This page contains questions and answers for the second quiz in CS100: Principles of Computer Science, a course based on the book The Most Comples Machine.
The answers given here are sample answers only. There is always some variation in the answers that would receive full credit. The Notes contain any extra comments I happen to have; they are not parts of the answers.
Question 1: In each of the following circuits, label the output wire of each logic gate as either ON or OFF.
Answer: Here is the circuit, with the output wires labeled:
Question 2: Draw the logic circuit corresponding to the Boolean algebra expression:
(A and B) or ((not C) and (A or B))
Answer:Here is the circuit, with wires labeled to show the corresponding expression.
Question 3: Add the following two 16-bit binary numbers:
0 0 0 0 0 0 0 0 1 1 0 1 1 0 0 1 0 0 0 0 0 1 0 0 1 1 0 0 0 1 1 1 -------------------------------
Answer: The sum is 0000011011010000.
Question 4: Shown below is a full adder circuit. Explain the purpose of this circuit, and explain the purpose of each of its input and output wires.
Answer: This circuit adds three one-bit binary numbers and
produces a two-bit binary number as an answer. The three bits that
are to be added are input on the wires labeled A, B and Carry-in.
The two bits of the answer are output on the Sum wire and the Carry-out
wire. When multi-bit numbers are added, as in problem 3 above,
one adder circuit like this one is used to compute the sum of each
column in the problem. A and B represent the two bits in the column.

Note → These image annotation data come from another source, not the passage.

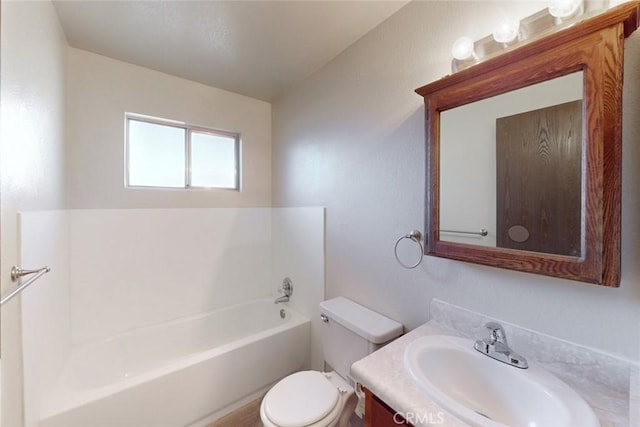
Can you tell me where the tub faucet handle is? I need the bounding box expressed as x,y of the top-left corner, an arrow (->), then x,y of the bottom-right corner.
274,277 -> 293,304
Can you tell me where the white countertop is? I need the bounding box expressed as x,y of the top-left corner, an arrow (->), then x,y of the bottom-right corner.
351,322 -> 467,427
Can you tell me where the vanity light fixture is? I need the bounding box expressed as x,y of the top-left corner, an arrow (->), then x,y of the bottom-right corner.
493,18 -> 520,47
451,0 -> 596,73
451,36 -> 476,61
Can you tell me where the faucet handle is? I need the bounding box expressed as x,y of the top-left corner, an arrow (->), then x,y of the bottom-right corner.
484,322 -> 507,345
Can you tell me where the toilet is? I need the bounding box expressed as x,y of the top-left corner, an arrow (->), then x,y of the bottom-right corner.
260,297 -> 403,427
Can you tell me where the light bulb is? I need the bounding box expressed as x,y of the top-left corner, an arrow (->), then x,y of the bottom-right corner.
549,0 -> 582,18
451,37 -> 474,61
493,19 -> 520,44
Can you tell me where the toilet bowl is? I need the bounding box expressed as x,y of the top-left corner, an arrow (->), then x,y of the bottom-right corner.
260,371 -> 358,427
260,297 -> 403,427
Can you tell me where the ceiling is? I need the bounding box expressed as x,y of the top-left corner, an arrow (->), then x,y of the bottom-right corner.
53,0 -> 407,102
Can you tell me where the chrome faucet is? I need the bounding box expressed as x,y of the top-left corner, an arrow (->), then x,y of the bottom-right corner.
473,322 -> 529,369
273,277 -> 293,304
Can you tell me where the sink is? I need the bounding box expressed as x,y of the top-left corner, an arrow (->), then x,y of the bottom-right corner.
404,335 -> 600,427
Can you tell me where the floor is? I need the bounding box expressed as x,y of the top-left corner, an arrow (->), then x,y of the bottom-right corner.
207,399 -> 364,427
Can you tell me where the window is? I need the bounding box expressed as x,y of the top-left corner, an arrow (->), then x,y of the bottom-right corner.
126,114 -> 240,190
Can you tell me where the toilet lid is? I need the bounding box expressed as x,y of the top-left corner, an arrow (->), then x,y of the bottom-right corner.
264,371 -> 339,427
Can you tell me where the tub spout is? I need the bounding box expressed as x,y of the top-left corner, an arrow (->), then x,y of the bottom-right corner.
273,277 -> 293,304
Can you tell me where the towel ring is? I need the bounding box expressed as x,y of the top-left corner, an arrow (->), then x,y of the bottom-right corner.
393,230 -> 424,270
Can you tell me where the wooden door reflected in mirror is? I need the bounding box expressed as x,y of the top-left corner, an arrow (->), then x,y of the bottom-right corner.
416,1 -> 640,286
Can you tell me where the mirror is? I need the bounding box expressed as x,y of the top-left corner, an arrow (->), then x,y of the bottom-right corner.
416,2 -> 639,287
439,72 -> 583,256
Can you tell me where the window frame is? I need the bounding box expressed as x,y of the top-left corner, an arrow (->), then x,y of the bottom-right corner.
124,113 -> 242,192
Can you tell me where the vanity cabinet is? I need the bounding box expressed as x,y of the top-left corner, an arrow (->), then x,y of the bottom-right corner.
364,388 -> 411,427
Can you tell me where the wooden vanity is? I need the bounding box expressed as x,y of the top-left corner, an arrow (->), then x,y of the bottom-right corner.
364,388 -> 412,427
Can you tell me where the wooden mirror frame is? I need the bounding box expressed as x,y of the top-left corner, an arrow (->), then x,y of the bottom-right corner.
416,1 -> 640,287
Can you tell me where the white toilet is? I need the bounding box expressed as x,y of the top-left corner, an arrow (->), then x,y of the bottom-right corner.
260,297 -> 402,427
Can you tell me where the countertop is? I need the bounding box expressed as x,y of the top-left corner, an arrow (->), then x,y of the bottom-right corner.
351,303 -> 637,427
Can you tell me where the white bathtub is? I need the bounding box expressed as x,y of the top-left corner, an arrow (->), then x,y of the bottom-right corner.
40,299 -> 310,427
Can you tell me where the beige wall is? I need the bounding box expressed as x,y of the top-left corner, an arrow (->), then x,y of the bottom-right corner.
66,48 -> 271,208
0,1 -> 66,426
273,1 -> 640,360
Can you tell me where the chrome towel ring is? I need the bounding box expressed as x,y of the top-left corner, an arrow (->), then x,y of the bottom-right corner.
393,230 -> 424,270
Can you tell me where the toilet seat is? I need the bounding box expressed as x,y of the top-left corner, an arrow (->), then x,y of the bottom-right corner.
260,371 -> 353,427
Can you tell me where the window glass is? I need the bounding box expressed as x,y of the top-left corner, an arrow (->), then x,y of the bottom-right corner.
129,120 -> 186,187
126,114 -> 240,190
191,132 -> 237,188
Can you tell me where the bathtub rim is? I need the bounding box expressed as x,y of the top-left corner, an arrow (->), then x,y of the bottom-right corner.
40,297 -> 311,420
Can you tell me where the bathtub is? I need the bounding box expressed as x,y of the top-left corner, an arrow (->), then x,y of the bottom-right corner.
39,299 -> 311,427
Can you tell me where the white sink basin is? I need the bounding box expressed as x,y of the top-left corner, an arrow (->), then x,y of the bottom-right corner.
404,335 -> 600,427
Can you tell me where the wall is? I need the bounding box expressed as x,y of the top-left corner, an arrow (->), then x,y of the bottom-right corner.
273,1 -> 640,360
0,1 -> 66,426
66,48 -> 271,209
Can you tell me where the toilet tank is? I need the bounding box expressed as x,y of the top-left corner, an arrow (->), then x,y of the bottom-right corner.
320,297 -> 403,382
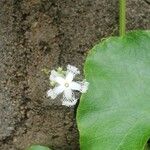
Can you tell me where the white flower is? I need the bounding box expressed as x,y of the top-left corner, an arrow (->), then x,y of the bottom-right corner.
47,65 -> 89,106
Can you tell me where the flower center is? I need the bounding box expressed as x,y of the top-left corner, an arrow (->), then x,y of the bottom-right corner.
65,83 -> 69,87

The Carry-in is a bit carried over from the column to the right,
and the Carry-out is then carried over to be added to the column
to the left.
Question 5: "If you can specify the desired output of a logic circuit for each possible combination of inputs, then it is possible to build a logic circuit that has that specified behavior." Carefully explain how we know that this statement is true.
Answer: The specification of the circuit can be used to make an "input/output table" that shows what the output of the circuit should be for each possible combination of inputs. From this, you can write down a Boolean algebra expression that describes the circuit. Once you have that expression, it can be used as blueprint for a circuit that has the specified behavior. The steps "input/output table to Boolean expression to circuit" can be done mechanically, without thought, so we know that they can always be done. (However, this method will usually give a circuit that is much more complicated than it has to be. Thinking is still good for something!)